Posted by cladrastis on Tue, 10 Aug 2010 02:52 | #

I should interject that JB’s political philosophy is much more fully developed (and internally consistent) than my own, and I do not necessarily think he is wrong (although I am not convinced that yeoman farming communities represent the “way forward”); he is a very gifted thinker.

There is a dialectical tension between individualist and collectivist group evolutionary strategies.  “We” are, by nature (to varying degrees, no doubt), predisposed to individualistic social organizations, but clearly this has become a losing strategy in the face of intense competition with highly collectivist peoples (who are able to hijack and reallocate positions of power within our socio-political systems).  However, the solution to this problem is not necessarily to mirror (exactly) our enemies’ strategies by evolving into a collectivist group.  There is an adaptive trade-off in doing so, which could easily result in our extinction (i.e. via the demise of the scientific process). 
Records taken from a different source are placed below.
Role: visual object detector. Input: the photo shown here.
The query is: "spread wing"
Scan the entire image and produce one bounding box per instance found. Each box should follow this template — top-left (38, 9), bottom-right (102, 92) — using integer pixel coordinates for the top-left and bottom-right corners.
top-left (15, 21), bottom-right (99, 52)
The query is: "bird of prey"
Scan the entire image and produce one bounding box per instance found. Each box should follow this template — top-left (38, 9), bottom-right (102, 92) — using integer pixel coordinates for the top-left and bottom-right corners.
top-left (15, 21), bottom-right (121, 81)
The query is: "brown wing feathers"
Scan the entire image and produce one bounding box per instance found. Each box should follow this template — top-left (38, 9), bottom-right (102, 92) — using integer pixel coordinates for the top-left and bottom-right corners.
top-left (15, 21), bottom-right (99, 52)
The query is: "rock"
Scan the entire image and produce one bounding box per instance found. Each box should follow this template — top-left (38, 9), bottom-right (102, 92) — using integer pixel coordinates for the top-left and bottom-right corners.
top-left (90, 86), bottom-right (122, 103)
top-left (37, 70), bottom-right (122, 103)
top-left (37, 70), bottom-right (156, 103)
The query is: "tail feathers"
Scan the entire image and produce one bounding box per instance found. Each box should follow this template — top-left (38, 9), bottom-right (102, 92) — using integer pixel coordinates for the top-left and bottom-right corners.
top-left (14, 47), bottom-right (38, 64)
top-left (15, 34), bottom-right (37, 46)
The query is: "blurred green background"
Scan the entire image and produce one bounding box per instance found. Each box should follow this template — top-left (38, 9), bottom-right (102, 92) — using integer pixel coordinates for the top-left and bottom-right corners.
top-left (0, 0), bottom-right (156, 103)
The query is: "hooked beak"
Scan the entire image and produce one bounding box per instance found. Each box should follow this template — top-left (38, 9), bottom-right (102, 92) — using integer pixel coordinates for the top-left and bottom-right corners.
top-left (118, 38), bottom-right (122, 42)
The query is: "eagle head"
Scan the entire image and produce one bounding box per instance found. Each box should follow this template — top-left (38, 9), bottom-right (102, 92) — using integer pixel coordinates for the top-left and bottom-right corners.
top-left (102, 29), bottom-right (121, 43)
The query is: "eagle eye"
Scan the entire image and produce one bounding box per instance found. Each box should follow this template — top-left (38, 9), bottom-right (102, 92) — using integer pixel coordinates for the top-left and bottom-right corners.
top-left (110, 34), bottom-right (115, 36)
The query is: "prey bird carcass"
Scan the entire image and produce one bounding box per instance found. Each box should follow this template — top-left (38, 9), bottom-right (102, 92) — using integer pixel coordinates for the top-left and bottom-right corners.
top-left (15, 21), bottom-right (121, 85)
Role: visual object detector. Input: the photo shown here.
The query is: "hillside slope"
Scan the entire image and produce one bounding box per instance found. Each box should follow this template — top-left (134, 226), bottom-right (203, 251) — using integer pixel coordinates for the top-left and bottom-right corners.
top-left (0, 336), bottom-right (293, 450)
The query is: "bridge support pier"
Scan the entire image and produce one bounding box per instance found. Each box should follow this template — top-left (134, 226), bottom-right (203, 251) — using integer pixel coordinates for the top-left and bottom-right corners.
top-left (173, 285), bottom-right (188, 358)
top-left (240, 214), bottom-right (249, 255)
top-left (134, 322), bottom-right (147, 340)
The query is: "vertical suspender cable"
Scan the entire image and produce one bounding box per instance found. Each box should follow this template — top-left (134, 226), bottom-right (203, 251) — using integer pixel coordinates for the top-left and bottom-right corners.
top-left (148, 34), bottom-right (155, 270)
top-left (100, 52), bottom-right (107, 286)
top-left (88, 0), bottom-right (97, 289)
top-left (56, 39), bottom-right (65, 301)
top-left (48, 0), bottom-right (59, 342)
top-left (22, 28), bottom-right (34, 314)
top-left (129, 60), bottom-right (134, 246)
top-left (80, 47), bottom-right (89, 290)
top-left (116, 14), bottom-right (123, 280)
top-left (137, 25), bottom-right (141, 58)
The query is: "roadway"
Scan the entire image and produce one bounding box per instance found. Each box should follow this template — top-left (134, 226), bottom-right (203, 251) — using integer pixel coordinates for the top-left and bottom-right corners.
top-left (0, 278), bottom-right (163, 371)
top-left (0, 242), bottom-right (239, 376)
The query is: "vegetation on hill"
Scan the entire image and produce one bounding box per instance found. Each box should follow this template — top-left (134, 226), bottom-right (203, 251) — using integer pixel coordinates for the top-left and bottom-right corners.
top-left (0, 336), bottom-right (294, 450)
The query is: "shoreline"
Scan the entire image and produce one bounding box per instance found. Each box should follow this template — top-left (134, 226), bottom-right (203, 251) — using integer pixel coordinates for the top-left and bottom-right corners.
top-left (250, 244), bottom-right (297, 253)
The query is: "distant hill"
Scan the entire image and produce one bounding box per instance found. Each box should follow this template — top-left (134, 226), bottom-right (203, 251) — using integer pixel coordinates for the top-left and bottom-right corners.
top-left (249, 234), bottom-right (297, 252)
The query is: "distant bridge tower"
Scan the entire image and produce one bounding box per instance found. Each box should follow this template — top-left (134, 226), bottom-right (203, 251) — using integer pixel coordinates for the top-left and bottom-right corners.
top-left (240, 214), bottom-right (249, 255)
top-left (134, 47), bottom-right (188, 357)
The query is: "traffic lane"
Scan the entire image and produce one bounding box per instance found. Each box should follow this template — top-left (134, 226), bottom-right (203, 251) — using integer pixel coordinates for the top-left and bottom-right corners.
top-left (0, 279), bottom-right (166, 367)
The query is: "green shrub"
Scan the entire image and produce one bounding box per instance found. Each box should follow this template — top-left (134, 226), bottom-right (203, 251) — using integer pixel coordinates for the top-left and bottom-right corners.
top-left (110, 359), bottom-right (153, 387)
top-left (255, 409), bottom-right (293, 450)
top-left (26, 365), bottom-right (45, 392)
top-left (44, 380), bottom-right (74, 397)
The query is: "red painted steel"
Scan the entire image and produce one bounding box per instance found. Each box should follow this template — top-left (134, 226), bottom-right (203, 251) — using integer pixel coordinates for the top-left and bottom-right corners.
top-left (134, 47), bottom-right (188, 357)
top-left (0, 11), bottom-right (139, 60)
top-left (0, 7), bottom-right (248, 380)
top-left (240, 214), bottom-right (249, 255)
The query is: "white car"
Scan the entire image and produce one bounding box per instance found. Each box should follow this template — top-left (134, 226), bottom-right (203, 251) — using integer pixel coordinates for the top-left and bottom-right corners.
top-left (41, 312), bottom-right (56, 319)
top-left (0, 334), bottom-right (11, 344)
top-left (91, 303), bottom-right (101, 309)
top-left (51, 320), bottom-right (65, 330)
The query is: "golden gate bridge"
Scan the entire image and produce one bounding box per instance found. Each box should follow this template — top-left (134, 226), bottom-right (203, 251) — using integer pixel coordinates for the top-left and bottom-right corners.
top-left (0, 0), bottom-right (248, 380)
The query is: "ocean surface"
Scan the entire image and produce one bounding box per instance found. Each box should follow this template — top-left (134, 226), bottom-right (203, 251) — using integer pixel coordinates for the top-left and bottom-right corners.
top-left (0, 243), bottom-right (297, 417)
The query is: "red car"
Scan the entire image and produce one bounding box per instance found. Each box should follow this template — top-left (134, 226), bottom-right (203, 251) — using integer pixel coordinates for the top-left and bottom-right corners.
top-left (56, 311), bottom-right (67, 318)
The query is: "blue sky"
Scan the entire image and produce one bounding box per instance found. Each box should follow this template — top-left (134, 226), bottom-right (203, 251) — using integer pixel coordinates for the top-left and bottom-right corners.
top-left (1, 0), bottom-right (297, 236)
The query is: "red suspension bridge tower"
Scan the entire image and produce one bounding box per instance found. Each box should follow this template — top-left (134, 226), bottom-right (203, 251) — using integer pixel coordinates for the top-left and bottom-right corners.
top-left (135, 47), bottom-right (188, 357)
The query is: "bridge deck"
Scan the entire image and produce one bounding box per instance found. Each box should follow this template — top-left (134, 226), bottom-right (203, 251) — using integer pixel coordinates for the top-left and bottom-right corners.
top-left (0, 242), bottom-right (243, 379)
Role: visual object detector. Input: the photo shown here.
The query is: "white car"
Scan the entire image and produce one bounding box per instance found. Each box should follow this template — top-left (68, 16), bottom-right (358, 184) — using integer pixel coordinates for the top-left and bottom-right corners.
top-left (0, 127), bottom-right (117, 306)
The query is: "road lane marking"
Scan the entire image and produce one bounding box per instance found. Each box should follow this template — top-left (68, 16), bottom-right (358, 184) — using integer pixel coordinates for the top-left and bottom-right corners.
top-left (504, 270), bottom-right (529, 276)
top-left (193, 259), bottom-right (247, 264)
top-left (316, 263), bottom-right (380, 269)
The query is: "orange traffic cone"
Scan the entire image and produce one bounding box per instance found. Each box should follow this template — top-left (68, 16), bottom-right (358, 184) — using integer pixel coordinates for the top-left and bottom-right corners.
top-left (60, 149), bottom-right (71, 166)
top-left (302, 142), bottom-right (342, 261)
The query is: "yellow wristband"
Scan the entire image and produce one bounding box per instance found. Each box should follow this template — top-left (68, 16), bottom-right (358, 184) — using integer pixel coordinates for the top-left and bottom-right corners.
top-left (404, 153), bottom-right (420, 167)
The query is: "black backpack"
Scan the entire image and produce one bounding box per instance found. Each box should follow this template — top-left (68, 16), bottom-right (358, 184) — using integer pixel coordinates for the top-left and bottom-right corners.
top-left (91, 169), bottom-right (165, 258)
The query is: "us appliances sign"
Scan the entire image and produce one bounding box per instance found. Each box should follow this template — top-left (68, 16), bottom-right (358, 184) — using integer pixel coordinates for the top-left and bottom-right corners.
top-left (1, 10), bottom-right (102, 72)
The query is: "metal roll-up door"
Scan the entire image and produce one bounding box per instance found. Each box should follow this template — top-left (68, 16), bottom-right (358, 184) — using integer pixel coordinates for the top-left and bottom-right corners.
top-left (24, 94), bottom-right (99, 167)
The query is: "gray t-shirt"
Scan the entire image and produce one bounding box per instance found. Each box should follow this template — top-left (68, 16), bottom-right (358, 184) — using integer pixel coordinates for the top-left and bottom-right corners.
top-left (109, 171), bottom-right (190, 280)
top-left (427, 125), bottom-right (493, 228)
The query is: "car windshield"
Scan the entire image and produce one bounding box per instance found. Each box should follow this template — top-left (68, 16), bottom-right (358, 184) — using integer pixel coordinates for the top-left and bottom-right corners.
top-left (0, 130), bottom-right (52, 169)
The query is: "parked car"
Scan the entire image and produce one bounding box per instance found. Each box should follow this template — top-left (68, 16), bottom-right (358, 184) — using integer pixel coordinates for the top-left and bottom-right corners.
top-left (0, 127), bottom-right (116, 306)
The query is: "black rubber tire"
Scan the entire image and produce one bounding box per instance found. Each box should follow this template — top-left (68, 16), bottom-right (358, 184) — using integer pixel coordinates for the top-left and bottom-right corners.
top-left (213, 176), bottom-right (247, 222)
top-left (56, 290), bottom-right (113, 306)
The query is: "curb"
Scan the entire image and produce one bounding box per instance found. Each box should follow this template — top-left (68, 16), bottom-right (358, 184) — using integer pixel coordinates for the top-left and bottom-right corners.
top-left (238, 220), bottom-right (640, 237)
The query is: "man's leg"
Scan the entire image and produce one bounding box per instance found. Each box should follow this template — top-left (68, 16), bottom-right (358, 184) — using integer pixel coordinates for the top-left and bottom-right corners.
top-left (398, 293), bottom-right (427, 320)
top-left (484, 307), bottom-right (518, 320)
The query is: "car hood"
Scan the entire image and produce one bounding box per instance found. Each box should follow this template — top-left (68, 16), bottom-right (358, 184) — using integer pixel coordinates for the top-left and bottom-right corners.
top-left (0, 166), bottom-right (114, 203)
It is possible that we could develop a group strategy similar to that of the slime mold (I realize this is not a particularly poetic analogy, but bear with me), in which individualism thrives under certain conditions, but in times of stress the “individuals” signal one another and form a super-organism whose behavior is more complex than the sum of its parts.  In the slime mold, such a process occurs to form propagules (not a bad idea…), but in human groups this could also work to manifest an offensive attack strategy against a more organizationally sophisticated (i.e. corporate) enemy.  I am not entirely convinced that a particular political experiment in central Europe circa 1930-1940 was not a visceral manifestation of exactly this process.